Since then, Van Persie has netted 20 in 44 outings, 10 in 20 and 22 in 33.
He is well on course to surpass last season's goal return this time around, allowing him to continue on an upward curve that may take some stopping.
The Holland international is now 28 years of age, captain of his club and an integral figure for his national side.
Ever-increasing responsibility has been placed on his shoulders, especially at the Emirates, but Van Persie has taken it all in his stride.
Many critics were quick to sound Arsenal's death knell when they sold Cesc Fabregas to Barcelona over the summer, with the doom-mongers of the opinion that the Gunners would struggle to replace their talismanic skipper.
It could be argued that Fabregas' presence in the middle of the park has been sorely missed, but it was never going to be easy to cover the loss of a World Cup winner.
They have, however, seen Van Persie step up to the plate when it comes to leading by example, with the captain's armband helping to raise his game to a whole new level.
He is now much more than a sweet left foot and a player who is capable of producing sporadic moments of magic when he happens to be in the right frame of mind.
Arsenal's number 10 is now the leader of the new Arsenal.
He may have had that role thrust upon him, but his promotion to senior figurehead and on-field leader has come at just the right time.
There can be no doubting that 2011 has been a standout year for the deadly Dutchman, with his goal return over the course of the last 10 months making for mightily impressive reading.

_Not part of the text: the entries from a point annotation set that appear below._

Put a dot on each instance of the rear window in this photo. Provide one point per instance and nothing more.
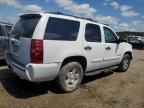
(26, 26)
(61, 29)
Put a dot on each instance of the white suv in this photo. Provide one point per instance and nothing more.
(54, 46)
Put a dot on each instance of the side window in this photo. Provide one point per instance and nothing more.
(1, 31)
(92, 33)
(61, 29)
(110, 37)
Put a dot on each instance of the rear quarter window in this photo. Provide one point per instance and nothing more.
(61, 29)
(26, 26)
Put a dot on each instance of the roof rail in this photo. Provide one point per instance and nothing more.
(60, 13)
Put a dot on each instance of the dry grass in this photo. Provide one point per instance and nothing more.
(114, 90)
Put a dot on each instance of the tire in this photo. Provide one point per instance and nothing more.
(70, 76)
(124, 65)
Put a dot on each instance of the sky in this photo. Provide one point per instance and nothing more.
(121, 15)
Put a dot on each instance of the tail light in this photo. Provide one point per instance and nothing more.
(36, 51)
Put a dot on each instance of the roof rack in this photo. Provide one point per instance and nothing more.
(8, 23)
(89, 19)
(60, 13)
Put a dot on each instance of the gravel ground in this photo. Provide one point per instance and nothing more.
(111, 90)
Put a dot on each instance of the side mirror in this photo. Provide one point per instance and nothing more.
(122, 40)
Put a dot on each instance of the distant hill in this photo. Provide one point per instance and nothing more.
(125, 33)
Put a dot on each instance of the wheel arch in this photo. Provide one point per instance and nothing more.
(80, 59)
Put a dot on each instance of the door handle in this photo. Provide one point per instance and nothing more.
(108, 48)
(88, 48)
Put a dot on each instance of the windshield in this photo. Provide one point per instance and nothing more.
(25, 26)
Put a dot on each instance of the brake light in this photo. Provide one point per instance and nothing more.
(36, 51)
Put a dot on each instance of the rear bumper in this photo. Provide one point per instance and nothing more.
(34, 72)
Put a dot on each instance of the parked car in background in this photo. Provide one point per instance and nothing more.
(54, 46)
(137, 41)
(4, 37)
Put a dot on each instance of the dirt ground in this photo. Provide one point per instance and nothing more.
(112, 90)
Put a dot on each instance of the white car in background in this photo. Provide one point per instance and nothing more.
(54, 46)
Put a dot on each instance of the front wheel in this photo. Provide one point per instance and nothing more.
(124, 65)
(70, 76)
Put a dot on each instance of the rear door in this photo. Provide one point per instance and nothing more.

Since the turn of the year, Van Persie has netted 28 times in 27 Premier League outings - with a hat-trick in Saturday's thrilling 5-3 victory over Chelsea seeing his strike ratio become better than a goal every game.
He already has 10 goals in 10 top flight outings this term, and 12 in all competitions, with his importance to the Arsenal cause underlined by the fact that Theo Walcott is currently the club's second top marksman with four.
Gunners supporters dare not contemplate what would happen should the injury curse strike their skipper again, while Arsene Wenger will be desperate to keep his captain wrapped in cotton wool for the remainder of the campaign.
Should they be able to keep him clear of the treatment room, it is likely that Van Persie will set a new personal best for goals scored and should have Arsenal in the mix for a top-four finish.
If he continues to find the target at his current rate of knots, he could also rewrite the Premier League history books.
Former Blackburn and Newcastle striker Alan Shearer currently holds the record for most strikes in a calendar year, with the England ace having notched 36 times in 1995.
Van Persie still has two months in which to reach that target and has one more goal to his name at this point of the year than Shearer did when he set the top-flight benchmark.
You would be a brave man to bet against Arsenal's flying Dutchman as he has become virtually unplayable over recent weeks.
He also has nine Premier League fixtures still to take in this year - providing he steers clear of injury and suspension - with West Brom, Norwich, Fulham, Wigan, Everton, Manchester City, Aston Villa, Wolves and Queens Park Rangers charged with the task of trying to keep him quiet.
Van Persie should be looking at that list and licking his lips.
He may not want 2011 to end, given his fine form, but there is every chance he could enter the New Year in even better shape than he did the last one - and that is a frightening proposition for the rest of English football's elite and those setting their sights on Euro 2012 success.